Two Alaska Native corporations and an oil services form have jointly applied to begin seismic testing on the refuge’s pristine 1.5 million-acre coastal plain—the calving grounds of the Porcupine caribou herd, which the nearby Gwich’in First Nation relies on for food security and culture.
This development is according to a permit application The Washington Post obtained and published Thursday. The Post even got its hands on the Fish and Wildlife Service’s (FWS) response to the application, which said the plan was “not adequate” because it failed to include studies on how tests would impact wildlife and environment. The permit application requests to begin exploration this winter, with two 150-person teams arriving to the land even the Gwich’in don’t visit out of respect for it.
“Why can’t they just wait to have more information?” said Bernadette Dementieff, the executive director of the Gwich’in Steering Committee, to Earther. “The oil isn’t going anywhere. There’s nothing wrong with waiting. It makes no sense to rush.”
But the push to extract oil from ANWR is moving fast: In April, the Bureau of Land Management, under which the FWS sits, opened a public comment period to help prepare the Environmental Impact Statement for any potential drilling. The bureau gave no indication then that companies could begin applying so soon for seismic testing, a process to find oil and gas deposits that sends sound waves underground. Seismic testing requires large crews, and the trails from the crews that conducted similar seismic testing on the ANWR’s coastal plain back in the ’80s still mark the terrain.

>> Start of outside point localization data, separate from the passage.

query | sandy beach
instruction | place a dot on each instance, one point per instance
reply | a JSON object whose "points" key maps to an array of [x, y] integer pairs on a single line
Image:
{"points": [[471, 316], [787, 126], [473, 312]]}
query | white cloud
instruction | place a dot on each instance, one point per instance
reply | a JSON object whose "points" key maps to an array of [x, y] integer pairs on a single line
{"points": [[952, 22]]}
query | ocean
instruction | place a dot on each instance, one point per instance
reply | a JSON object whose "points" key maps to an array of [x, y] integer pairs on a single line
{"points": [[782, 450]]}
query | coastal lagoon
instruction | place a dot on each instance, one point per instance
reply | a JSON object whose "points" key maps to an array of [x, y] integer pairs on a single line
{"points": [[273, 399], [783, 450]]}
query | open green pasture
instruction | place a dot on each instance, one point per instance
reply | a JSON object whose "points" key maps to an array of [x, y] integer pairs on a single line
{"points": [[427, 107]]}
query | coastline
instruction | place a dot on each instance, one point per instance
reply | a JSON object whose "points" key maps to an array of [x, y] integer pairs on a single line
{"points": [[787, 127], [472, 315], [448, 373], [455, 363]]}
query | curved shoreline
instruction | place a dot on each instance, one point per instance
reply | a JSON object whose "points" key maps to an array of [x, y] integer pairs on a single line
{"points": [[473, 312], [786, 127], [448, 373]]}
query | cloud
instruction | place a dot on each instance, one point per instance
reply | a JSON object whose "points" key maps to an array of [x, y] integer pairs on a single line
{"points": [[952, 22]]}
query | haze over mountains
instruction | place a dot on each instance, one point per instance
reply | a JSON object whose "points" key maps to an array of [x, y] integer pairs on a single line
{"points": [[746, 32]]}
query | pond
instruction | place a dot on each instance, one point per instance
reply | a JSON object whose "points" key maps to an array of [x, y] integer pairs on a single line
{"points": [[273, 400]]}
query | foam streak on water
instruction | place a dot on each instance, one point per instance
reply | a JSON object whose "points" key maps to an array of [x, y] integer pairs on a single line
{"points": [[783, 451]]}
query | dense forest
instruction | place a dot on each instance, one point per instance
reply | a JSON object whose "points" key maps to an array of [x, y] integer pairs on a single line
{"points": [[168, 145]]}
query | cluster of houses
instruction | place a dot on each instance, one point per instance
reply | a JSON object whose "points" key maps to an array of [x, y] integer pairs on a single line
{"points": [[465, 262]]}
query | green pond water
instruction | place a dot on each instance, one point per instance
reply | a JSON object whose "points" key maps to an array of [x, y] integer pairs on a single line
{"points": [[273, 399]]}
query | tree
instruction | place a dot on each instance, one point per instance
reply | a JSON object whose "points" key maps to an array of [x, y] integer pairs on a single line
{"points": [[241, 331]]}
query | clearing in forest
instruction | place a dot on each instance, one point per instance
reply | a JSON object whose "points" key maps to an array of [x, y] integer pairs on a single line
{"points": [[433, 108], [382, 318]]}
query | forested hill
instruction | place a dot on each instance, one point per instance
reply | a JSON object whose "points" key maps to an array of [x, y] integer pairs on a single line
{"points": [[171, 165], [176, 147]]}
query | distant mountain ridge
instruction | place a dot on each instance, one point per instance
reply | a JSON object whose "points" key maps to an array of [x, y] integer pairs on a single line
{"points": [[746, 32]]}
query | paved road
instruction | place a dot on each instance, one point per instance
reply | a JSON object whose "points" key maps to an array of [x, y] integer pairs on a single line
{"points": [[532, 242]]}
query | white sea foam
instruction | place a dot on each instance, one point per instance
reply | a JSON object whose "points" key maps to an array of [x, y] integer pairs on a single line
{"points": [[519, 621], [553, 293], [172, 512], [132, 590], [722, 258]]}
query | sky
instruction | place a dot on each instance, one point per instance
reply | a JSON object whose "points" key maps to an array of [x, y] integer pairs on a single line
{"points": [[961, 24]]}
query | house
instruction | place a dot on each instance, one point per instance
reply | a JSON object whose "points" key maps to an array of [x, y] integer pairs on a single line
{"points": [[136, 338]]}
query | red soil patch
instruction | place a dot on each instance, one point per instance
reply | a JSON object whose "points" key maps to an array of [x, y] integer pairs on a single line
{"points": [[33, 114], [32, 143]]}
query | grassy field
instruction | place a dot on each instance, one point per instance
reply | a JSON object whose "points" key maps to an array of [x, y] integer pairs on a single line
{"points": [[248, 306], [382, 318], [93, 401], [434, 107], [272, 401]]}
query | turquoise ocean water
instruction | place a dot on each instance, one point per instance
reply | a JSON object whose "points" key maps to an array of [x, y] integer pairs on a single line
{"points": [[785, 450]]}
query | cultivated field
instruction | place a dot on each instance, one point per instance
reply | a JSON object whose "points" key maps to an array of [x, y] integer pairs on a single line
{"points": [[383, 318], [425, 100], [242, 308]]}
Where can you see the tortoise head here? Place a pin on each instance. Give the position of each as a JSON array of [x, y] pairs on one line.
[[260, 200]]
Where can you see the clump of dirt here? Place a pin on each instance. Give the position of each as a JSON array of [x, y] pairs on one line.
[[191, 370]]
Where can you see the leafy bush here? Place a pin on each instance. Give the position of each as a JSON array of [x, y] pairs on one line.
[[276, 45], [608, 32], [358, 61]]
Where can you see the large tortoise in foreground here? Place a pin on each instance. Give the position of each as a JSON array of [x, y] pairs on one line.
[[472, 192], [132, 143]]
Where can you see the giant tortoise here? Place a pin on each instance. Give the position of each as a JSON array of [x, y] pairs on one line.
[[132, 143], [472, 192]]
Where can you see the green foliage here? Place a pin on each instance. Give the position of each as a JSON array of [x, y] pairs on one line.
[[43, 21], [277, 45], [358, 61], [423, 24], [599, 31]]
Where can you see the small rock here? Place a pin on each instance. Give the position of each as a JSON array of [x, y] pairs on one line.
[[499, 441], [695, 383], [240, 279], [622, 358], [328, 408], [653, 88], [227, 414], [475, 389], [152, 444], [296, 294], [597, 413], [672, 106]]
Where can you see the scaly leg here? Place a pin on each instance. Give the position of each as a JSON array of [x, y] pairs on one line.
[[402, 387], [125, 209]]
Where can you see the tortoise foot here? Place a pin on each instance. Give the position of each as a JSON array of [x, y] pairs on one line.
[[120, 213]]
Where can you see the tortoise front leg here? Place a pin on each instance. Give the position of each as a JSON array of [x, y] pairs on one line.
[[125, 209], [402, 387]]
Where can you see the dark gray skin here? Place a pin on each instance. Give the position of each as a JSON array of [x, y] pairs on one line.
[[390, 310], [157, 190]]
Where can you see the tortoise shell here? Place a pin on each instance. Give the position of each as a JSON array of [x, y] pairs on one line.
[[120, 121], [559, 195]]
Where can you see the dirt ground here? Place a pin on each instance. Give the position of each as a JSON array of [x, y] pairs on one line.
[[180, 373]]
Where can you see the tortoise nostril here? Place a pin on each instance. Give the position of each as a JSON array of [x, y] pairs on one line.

The proposed exploration would also cover a much vaster area than drilling supporters had let on.
“This is the polar opposite of what was promised by drilling proponents,” said Alaska Wilderness League Executive Director Adam Kolton, in a press release. “Instead of a small footprint and a careful process, they want to deploy a small army of industrial vehicles and equipment with a mandate to crisscross every square inch of the Refuge’s biological heart.”
The companies applying for testing permits argue that they’ve come together to help minimize any environmental damage. They plan to use sleds, smaller vehicles, and biodegradable lubricants, as well as build ice roads, per The Post. They’ll also be using explosives and airstrips to get the job done.
The Alaska Native corporations—Arctic Slope Regional Corporation and Kaktovik Iñupiat Corporation—don’t represent Gwich’in people, but they have stakeholders in the Native village of Kaktovik. This community supported oil and gas activity in 2005, but in February, the mayor issued a resolution urging Congress to prevent drilling in the ANWR.
Dementieff has faith Alaska Native tribes throughout the region will come together to stop this extraction. She didn’t know about this application until I called her this morning, and she was in disbelief when she heard. “That is completely insane and disrespectful,” she said.
She emphasized that the fight to keep oil and gas interests out of ANWR isn’t over.
“We’ll go to every courtroom,” she said. “We’ll go to every community meeting. We’re not giving up. We’re not going to allow them to destroy the calving grounds.”